Chef d'oeuvre du cinéma de Rainer Werner Fassbinder, Maman Küsters s'en va au Ciel montre à quel point l'opinion publique est fragile et jusqu'où peut aller un groupuscule pour parvenir à ses fins. Ce film brillant est avant tout un brûlot qui n'épargne ni la société capitaliste de la RFA des années 70, ni les communistes, ni les anarchistes. Fassbinder s'engage en insistant sur le caractère faible et façonnable du personnage éponyme au film, qui agit tout du long telle une girouette, dans le seul et unique espoir de blanchir la réputation de son mari défunt. Ce long métrage est réellement poignant voire parfois même effrayant : le portrait de cette famille allemande moyenne qui s'effondre peu à peu fait froid dans le dos. Ainsi Maman Küsters, délaissée par ses enfants, n'aura que pour unique soutien le parti communiste, parti qui profitera de ses faiblesses morales. Un très beau film, avec un dénouement surprenant : Maman Küsters s'en va au Ciel est à ranger sur l'étagère des oeuvres majeures de Fassbinder...
Un très bon Fassbinder, minimaliste, languissant. Maman Künster est palpable, crédible, dans cette lenteur, cette âpreté totale qui colle au film. On souffre pour cette vieille femme, si digne, simple et sincère, qui se met en tête de "réparer" l'image de son époux, salie suite à un acte désespéré. Sa douleur n'aura d'égale que sa naïveté: manipulée, abandonnée par les siens, et trahie. RWF utilise des clichés pour servir l'histoire: ici, les communistes ne sont que de beaux parleurs, les anars des révoltés clairement inconscients. Une vision bien déprimante de la défense prolétarienne, récupérée par les médias, par le spectacle, comme par les politiques. Le film est "non-finito", non achevé (on arrêtera de critiquer le manque de moyens), et cela lui donne encore plus de force. Mur noir: malaise glaçant.
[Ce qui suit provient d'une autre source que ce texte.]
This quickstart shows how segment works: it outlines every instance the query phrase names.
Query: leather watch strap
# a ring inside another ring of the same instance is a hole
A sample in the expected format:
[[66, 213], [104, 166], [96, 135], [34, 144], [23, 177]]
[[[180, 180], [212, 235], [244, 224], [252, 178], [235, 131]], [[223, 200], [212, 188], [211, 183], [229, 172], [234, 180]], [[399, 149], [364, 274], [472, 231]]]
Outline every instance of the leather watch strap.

Le sujet est intéressant car, d’une part, ancré dans les années 70 (« Les années de plomb » marquées par la violence politique des mouvements extrémistes) et toujours d’actualité sur la solitude et l’égoïsme : Emma Küsters (Brigitte MIRA, dont c’est la 4e, sur 8, collaboration avec Fassbinder) dont le mari Herman s’est suicidé après avoir tué le fils de son patron qui dirigeait une usine de produits chimiques, aux prises avec la presse à sensations [ce qui rappelle « L’honneur perdu de Katarina Blum » (1975) de Volker Schlöndorff et Margarethe Von Trotta], tente de réhabiliter son mari. Elle rencontre d’abord un couple de journalistes communistes, Marianne et Karl Thälmann [Margit CARSTENSEN dont c’est la 2e collaboration, sur 5, avec le cinéaste et Karlheinz BÖHM dont c’est la 3e collaboration avec le réalisateur et qui s’était fait connaitre du grand public dans le rôle de l’empereur François-Joseph, dans les 3 « Sissi » (1955, 1956 et 1957) d’Ernst Marischka] avant de tourner dans « Le voyeur » (1960) de Michael Powell et « Les quatre cavaliers de l’apocalypse » (1962) de Vincente Minnelli] qui se servent d’elle et parlent beaucoup sans vraiment agir ; d’où son rapprochement, en désespoir de cause, avec un militant gauchiste anarchiste (et dont Fassbinder se sent probablement proche) qui causera sa perte lors d’une prise d’otages dans un journal. Malgré sa longueur (2h), l’abondance de scènes en plans fixes et une fin décrite car non filmée (manque de moyens ?), le réalisateur montre bien la manipulation de Mme Küsters et le chacun pour soi de son entourage :spoiler: son fils, monteur de prises électriques avec sa femme, part en vacances en Finlande et sa fille, Corinna (Ingrid CAVEN, ancienne épouse de Fassbinder de 1970 à 1972, d’où sa participation dans 18 de ses films et téléfilms), chanteuse de cabaret, tente de faire parler d’elle dans les journaux à travers les malheurs de sa mère.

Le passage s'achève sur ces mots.